Let’s be real, I know that most of our racist relatives who want to express their deep “concern” about the lamp supply at the local Target and who only share videos of people hugging the police are not going to suddenly donate money to Black Lives Matter-bail funds or be inspired to civic participation. Ask them anyway. Keep on asking. Part of organizing is meeting people where they are and inviting them to join you in changing things.

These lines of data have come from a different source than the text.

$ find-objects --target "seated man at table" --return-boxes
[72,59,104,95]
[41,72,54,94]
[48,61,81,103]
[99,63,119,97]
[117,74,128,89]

If your family members realize that every time they run their mouths or keyboards with the same racist set of “concerns” that accompanied “kneeling quietly during a song during football,” you now actually expect them to do something constructive about those concerns, they’re gonna either get real helpful or real quiet.

The protests are working. The pressure is working. If we keep pushing, eventually your more persuadable family members are going to act like “Black Lives Matter!” was *their* idea all along and you won’t have to persuade each one individually, and also, good news, the country will be less racist.

Keep your receipts, but also, take your victories where you can get them.

I love you all so much, be smart, be safe, be kind.